Si on enlève les autres services et que vous ne prenez que le cellulaire de Vidéotron, les prix ne sont pas si attrayants que cela. »
— Charles Tanguay, de l'Union des consommateurs
En ce qui a trait aux données, la facture des utilisateurs peut augmenter vite étant donné que les limites de téléchargements sont relativement basses, juge M. Tanguay.
Philippe Le Roux, président de l'agence Phéromone, est du même avis.
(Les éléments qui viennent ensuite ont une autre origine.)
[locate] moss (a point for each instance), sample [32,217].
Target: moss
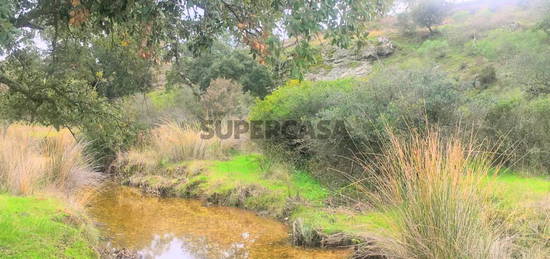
[41,228]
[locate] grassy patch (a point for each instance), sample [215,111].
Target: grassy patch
[335,221]
[40,228]
[520,190]
[162,99]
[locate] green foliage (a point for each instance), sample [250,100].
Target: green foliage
[488,75]
[224,98]
[428,13]
[435,48]
[222,62]
[406,24]
[118,70]
[519,126]
[41,228]
[501,44]
[530,70]
[392,98]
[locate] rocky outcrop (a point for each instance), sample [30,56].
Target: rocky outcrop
[339,63]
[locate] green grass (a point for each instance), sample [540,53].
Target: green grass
[331,222]
[40,228]
[520,190]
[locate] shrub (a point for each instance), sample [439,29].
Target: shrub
[530,70]
[224,98]
[405,24]
[399,99]
[171,142]
[434,48]
[487,75]
[501,44]
[428,13]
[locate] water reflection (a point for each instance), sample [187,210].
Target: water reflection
[178,228]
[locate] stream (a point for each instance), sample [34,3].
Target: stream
[182,228]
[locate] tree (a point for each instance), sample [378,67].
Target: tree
[428,13]
[224,62]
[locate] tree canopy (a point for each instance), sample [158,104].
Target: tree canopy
[100,50]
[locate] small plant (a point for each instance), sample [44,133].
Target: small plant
[429,13]
[435,188]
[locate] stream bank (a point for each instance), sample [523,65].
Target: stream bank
[245,181]
[154,227]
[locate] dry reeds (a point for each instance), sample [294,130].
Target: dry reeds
[436,190]
[34,159]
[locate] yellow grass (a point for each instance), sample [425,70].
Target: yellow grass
[434,188]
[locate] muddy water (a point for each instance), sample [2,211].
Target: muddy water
[179,228]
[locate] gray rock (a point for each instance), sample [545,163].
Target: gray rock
[340,63]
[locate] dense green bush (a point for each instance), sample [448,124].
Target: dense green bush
[434,48]
[519,127]
[396,99]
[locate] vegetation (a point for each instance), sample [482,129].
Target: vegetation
[438,150]
[42,228]
[428,13]
[45,162]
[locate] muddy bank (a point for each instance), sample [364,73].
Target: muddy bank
[153,227]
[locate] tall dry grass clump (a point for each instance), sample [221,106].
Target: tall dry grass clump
[176,142]
[437,192]
[34,159]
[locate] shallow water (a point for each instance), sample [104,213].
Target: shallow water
[181,228]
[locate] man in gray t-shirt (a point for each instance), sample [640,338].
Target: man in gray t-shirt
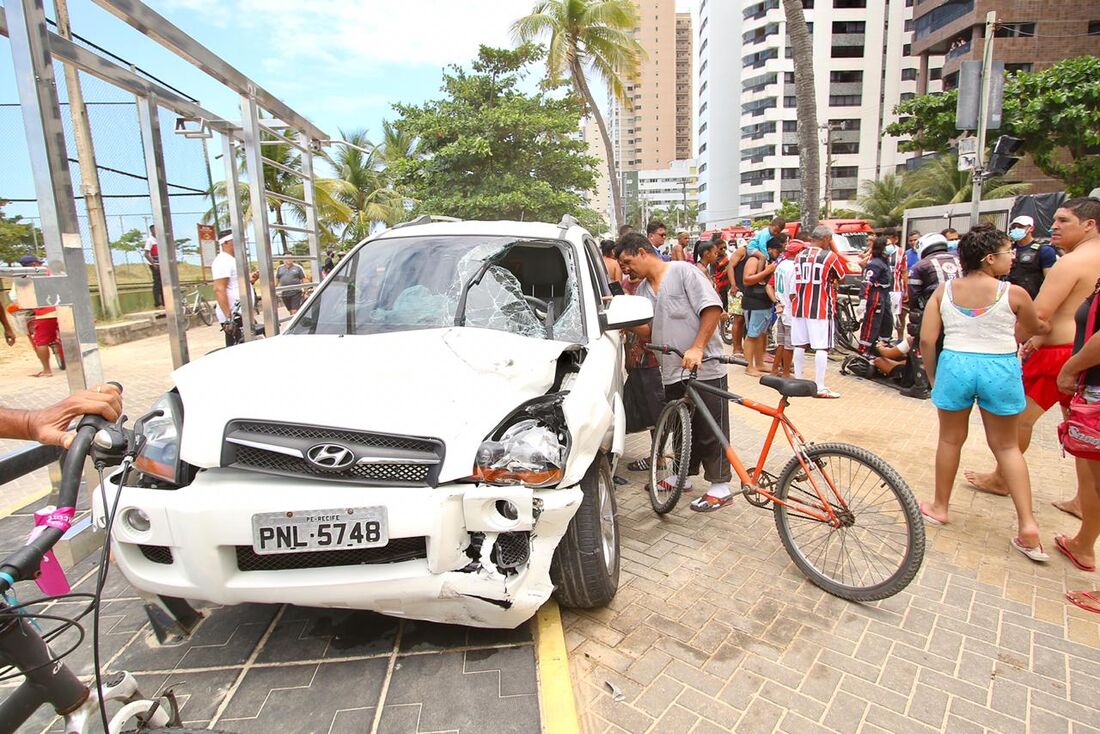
[686,309]
[290,273]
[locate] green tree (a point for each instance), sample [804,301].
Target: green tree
[17,238]
[594,35]
[802,51]
[369,197]
[490,151]
[939,182]
[883,203]
[331,210]
[1055,112]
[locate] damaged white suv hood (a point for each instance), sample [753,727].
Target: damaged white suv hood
[454,384]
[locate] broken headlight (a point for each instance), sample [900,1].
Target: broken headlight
[529,447]
[160,456]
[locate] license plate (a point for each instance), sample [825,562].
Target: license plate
[319,529]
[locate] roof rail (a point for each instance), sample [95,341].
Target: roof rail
[425,219]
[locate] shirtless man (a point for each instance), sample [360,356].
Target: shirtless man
[1070,281]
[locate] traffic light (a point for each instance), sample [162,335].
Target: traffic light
[1002,157]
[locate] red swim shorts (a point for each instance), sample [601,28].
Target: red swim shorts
[45,331]
[1041,375]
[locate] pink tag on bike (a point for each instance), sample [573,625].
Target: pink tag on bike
[51,577]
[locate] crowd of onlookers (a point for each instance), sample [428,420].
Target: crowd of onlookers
[987,317]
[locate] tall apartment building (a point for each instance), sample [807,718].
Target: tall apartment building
[598,198]
[864,67]
[683,86]
[1031,35]
[649,134]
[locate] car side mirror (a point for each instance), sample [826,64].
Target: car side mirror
[626,311]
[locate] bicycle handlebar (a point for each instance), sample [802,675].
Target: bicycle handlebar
[664,349]
[23,563]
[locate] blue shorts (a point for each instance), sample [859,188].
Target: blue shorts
[996,381]
[757,321]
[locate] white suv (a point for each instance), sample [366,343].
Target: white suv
[432,437]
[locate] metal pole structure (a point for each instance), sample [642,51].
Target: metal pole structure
[261,231]
[89,177]
[237,225]
[828,167]
[53,185]
[309,195]
[987,84]
[149,118]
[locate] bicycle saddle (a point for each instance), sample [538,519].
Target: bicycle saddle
[790,387]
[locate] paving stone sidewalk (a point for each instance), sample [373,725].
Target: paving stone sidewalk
[714,630]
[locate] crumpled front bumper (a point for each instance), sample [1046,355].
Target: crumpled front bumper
[204,525]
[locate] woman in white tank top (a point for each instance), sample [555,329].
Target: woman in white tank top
[981,319]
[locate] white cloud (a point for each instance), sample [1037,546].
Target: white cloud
[365,33]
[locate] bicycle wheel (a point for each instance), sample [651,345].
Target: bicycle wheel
[670,457]
[879,546]
[205,311]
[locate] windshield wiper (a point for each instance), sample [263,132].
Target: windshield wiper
[460,311]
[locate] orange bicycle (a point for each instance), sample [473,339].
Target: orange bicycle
[845,516]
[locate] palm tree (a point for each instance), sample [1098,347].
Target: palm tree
[594,35]
[883,203]
[941,182]
[802,51]
[327,194]
[367,196]
[397,144]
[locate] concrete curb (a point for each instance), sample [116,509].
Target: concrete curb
[557,704]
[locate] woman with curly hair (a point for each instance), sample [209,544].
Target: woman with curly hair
[981,317]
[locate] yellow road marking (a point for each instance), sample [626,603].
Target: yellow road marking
[557,703]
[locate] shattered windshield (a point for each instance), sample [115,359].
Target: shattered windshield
[527,287]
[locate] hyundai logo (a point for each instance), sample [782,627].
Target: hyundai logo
[330,457]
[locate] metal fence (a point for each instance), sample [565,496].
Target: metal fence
[112,116]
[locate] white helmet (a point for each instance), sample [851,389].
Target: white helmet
[928,240]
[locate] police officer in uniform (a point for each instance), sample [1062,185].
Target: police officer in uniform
[1033,259]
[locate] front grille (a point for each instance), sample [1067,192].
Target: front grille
[388,459]
[398,549]
[279,463]
[318,434]
[157,554]
[512,549]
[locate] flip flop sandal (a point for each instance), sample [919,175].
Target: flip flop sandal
[930,519]
[708,503]
[1035,554]
[1059,543]
[1086,600]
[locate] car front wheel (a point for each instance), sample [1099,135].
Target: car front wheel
[586,562]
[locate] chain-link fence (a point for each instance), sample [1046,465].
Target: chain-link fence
[112,117]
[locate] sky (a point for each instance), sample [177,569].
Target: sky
[339,63]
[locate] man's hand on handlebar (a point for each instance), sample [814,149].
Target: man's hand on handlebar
[692,358]
[50,425]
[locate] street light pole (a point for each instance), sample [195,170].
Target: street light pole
[987,85]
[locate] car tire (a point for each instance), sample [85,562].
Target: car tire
[585,566]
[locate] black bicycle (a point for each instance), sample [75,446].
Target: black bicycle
[26,652]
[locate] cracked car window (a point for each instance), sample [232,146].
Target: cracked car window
[417,283]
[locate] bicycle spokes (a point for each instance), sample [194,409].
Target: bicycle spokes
[869,540]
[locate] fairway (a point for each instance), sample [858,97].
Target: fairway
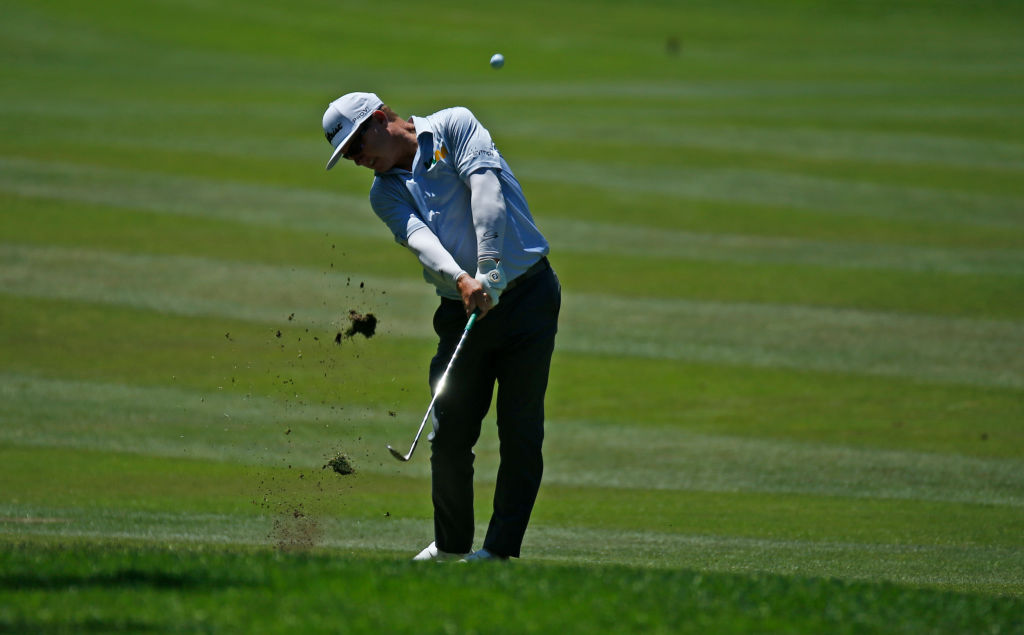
[787,391]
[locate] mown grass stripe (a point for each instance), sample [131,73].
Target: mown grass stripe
[223,426]
[955,350]
[824,196]
[318,211]
[978,567]
[804,142]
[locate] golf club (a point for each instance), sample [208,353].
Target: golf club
[437,392]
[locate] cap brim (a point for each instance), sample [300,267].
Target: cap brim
[337,151]
[337,154]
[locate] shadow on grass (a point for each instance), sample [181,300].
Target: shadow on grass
[123,579]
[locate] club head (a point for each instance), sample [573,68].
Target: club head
[398,455]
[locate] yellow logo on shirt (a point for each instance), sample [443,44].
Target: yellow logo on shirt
[439,155]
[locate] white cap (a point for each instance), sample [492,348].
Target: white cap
[344,117]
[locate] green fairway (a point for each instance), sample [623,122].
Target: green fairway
[787,393]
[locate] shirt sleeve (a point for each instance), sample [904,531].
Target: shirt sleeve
[395,210]
[489,213]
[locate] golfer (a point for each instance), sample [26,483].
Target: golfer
[448,195]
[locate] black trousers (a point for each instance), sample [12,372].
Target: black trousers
[512,346]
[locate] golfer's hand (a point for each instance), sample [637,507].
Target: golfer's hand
[473,296]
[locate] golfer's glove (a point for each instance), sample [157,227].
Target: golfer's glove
[492,276]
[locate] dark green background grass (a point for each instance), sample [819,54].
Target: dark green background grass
[788,388]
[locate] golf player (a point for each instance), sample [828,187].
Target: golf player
[448,195]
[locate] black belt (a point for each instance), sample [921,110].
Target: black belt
[537,267]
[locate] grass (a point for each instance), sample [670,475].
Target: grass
[208,590]
[787,390]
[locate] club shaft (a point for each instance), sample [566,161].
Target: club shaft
[437,389]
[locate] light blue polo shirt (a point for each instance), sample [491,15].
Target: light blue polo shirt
[453,144]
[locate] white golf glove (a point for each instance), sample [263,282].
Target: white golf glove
[492,276]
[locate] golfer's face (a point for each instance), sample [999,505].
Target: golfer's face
[366,146]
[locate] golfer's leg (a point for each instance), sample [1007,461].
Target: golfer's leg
[522,381]
[458,415]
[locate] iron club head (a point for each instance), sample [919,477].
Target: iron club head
[398,455]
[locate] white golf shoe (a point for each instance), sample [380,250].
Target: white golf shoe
[483,555]
[435,554]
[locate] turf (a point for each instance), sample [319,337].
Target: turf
[788,388]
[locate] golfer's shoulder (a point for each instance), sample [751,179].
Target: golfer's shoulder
[455,119]
[387,185]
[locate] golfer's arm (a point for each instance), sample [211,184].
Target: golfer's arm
[432,254]
[488,213]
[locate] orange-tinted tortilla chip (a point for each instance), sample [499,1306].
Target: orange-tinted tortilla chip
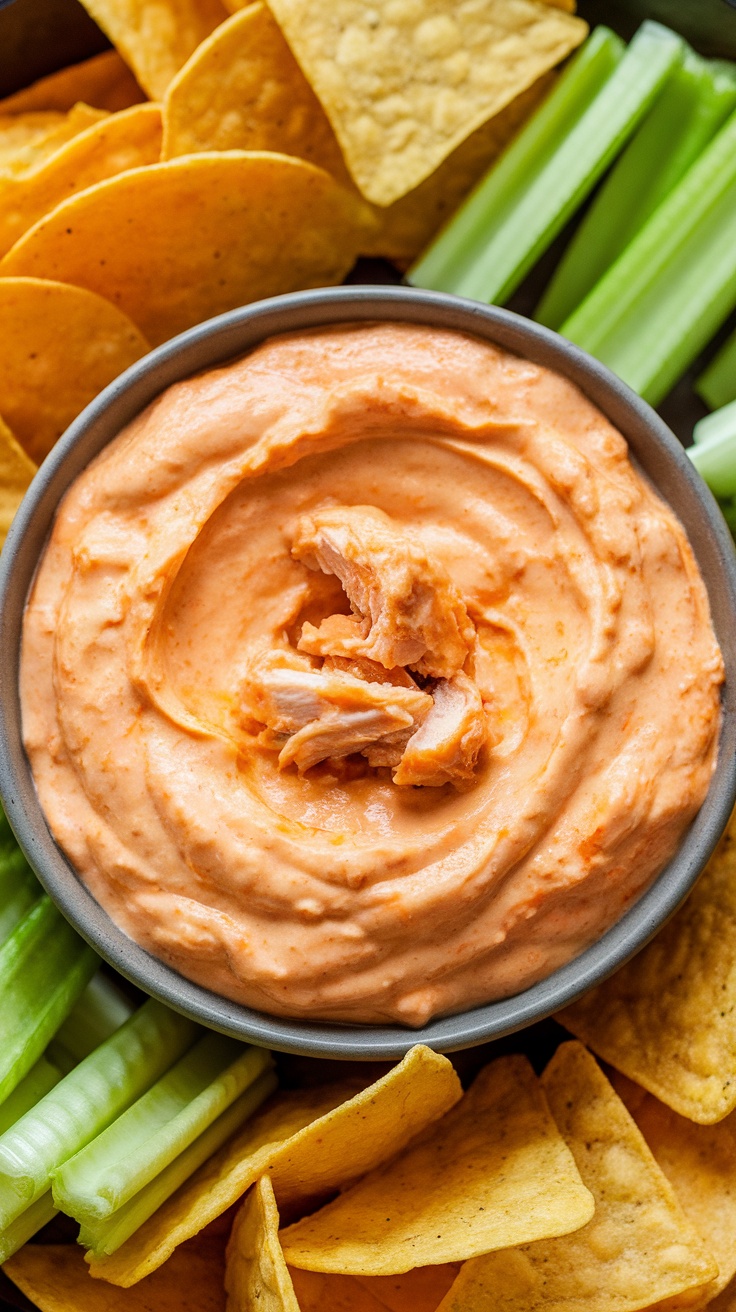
[311,1142]
[104,82]
[404,84]
[61,347]
[156,40]
[256,1274]
[493,1172]
[117,143]
[16,472]
[636,1250]
[244,91]
[55,1279]
[699,1163]
[172,244]
[668,1018]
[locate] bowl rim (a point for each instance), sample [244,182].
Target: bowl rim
[217,341]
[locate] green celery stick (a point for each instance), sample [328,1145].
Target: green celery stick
[151,1134]
[716,385]
[34,1086]
[714,454]
[96,1014]
[43,968]
[673,286]
[518,234]
[694,102]
[26,1226]
[454,249]
[106,1236]
[87,1101]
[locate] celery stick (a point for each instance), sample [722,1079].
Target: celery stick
[169,1117]
[43,968]
[518,234]
[38,1081]
[673,286]
[454,249]
[714,454]
[695,100]
[716,385]
[87,1101]
[106,1236]
[26,1226]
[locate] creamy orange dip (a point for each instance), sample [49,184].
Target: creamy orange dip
[365,678]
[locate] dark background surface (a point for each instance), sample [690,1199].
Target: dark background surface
[38,37]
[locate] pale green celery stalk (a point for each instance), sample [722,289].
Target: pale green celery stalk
[453,252]
[518,234]
[87,1101]
[714,454]
[26,1226]
[106,1236]
[43,968]
[40,1080]
[96,1014]
[694,102]
[165,1121]
[673,286]
[716,385]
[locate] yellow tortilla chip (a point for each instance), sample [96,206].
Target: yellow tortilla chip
[61,348]
[16,472]
[104,82]
[117,143]
[493,1172]
[55,1279]
[156,40]
[38,146]
[244,91]
[403,84]
[699,1163]
[668,1018]
[310,1140]
[256,1274]
[638,1248]
[176,243]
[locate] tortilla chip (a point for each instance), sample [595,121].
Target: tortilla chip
[638,1248]
[493,1172]
[176,243]
[41,144]
[244,91]
[319,1292]
[156,40]
[129,139]
[668,1018]
[699,1163]
[403,84]
[256,1274]
[16,472]
[310,1140]
[61,348]
[54,1277]
[420,1290]
[104,82]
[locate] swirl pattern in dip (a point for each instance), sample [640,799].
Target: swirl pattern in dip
[364,678]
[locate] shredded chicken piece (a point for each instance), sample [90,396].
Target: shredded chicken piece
[329,713]
[446,745]
[408,610]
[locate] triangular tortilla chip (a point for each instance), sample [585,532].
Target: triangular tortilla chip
[173,244]
[638,1248]
[311,1140]
[493,1169]
[668,1018]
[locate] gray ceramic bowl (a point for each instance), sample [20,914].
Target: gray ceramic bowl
[213,343]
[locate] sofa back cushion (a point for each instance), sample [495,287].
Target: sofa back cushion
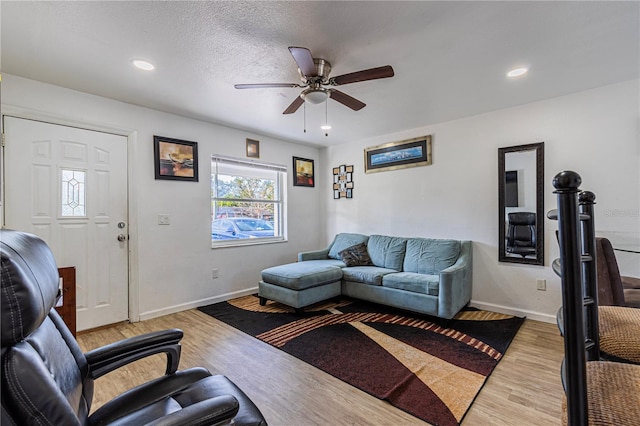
[387,252]
[344,241]
[430,256]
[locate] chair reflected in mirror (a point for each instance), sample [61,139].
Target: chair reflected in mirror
[521,234]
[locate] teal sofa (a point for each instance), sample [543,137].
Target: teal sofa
[424,275]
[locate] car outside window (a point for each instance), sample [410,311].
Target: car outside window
[247,202]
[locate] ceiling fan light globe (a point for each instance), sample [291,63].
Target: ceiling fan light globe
[315,96]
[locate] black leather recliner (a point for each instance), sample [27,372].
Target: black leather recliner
[47,380]
[521,233]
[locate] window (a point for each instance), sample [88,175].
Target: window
[247,202]
[73,193]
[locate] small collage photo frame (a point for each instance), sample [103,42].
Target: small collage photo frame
[342,182]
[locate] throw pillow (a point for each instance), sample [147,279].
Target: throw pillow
[356,255]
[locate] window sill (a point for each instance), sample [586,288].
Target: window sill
[246,242]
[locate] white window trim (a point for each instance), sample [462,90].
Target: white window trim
[282,189]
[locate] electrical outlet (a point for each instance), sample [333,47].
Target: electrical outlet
[542,285]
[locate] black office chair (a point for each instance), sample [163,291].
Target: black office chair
[47,380]
[521,234]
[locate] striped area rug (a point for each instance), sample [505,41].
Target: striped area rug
[431,371]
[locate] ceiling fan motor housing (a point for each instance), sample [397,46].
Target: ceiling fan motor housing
[323,68]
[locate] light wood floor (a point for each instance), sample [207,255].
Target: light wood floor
[524,389]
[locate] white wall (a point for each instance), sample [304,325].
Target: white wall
[171,265]
[594,133]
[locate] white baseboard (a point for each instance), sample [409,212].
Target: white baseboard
[537,316]
[196,304]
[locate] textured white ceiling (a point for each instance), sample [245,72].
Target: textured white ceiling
[450,58]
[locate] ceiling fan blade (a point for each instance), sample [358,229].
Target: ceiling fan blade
[294,105]
[303,58]
[364,75]
[346,100]
[265,85]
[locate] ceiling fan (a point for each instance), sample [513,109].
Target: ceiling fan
[314,73]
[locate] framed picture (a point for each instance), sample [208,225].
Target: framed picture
[253,148]
[175,159]
[398,155]
[342,182]
[303,172]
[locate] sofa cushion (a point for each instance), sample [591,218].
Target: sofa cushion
[365,274]
[301,275]
[387,252]
[356,256]
[430,256]
[343,241]
[416,283]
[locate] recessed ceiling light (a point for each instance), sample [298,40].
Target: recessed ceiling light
[143,65]
[516,72]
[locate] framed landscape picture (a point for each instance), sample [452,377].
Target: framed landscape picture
[303,174]
[253,148]
[398,155]
[175,159]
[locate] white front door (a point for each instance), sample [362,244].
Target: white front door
[69,187]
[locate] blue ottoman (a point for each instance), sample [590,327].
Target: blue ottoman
[300,284]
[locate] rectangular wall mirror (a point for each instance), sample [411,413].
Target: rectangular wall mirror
[521,204]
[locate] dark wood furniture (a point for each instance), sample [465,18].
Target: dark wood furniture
[68,309]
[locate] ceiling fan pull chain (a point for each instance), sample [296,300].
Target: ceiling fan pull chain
[326,119]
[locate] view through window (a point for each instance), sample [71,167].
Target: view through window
[247,201]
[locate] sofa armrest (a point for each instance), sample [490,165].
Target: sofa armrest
[313,255]
[115,355]
[455,283]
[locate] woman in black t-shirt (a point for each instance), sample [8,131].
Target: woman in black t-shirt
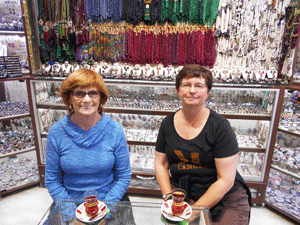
[199,148]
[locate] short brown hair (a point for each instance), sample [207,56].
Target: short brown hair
[194,70]
[83,77]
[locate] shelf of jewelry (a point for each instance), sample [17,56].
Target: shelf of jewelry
[17,137]
[18,163]
[286,156]
[18,172]
[290,113]
[134,105]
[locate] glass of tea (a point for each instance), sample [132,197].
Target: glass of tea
[178,196]
[91,202]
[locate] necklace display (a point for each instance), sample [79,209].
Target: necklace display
[105,68]
[147,72]
[249,35]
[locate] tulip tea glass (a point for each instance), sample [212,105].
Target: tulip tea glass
[91,203]
[178,196]
[205,218]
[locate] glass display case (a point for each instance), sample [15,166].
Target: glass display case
[18,158]
[140,109]
[12,33]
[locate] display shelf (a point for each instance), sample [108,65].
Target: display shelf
[11,154]
[283,212]
[285,130]
[257,104]
[295,175]
[154,112]
[6,118]
[20,33]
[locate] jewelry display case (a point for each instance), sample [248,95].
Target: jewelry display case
[18,153]
[282,192]
[141,107]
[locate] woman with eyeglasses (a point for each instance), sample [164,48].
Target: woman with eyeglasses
[197,150]
[87,150]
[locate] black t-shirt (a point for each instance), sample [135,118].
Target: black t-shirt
[196,157]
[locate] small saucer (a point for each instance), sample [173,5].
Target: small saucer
[167,211]
[83,217]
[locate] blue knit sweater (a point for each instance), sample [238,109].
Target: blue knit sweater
[79,160]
Ceux qui consomment beaucoup de bande passante sur leur mobile devront être vigilants, avertit-il.
Rappelant que les marchés canadien et québécois de la téléphonie sans fil sont peu concurrentiels comparativement au marché américain par exemple, Philippe Le Roux estime que l'entrée en scène de Vidéotron, bien qu'elle secoue la concurrence, n'annonce pas de grande révolution.
Ça reste des prix fixés sur la capacité de payer des gens beaucoup plus que sur les coûts réels des compagnies. »
— Philippe Le Roux, président de l'agence Phéromone
Selon les données du CRTC, le marché est actuellement dominé par les gros joueurs de la téléphonie traditionnelle, soit Bell (39 %), Rogers (33 %) et Telus (26 %).
Récemment, de nouveaux joueurs sont venus brasser les cartes, dont Public Mobile, Wind Mobile et Mobilicity. Rogers a notamment répliqué en lançant une nouvelle marque d'opérateur de téléphonie cellulaire, Chatr.
Le câblodistributeur Shaw Communications doit également entrer dans la danse, avec la mise en service prochaine de son service de téléphonie cellulaire.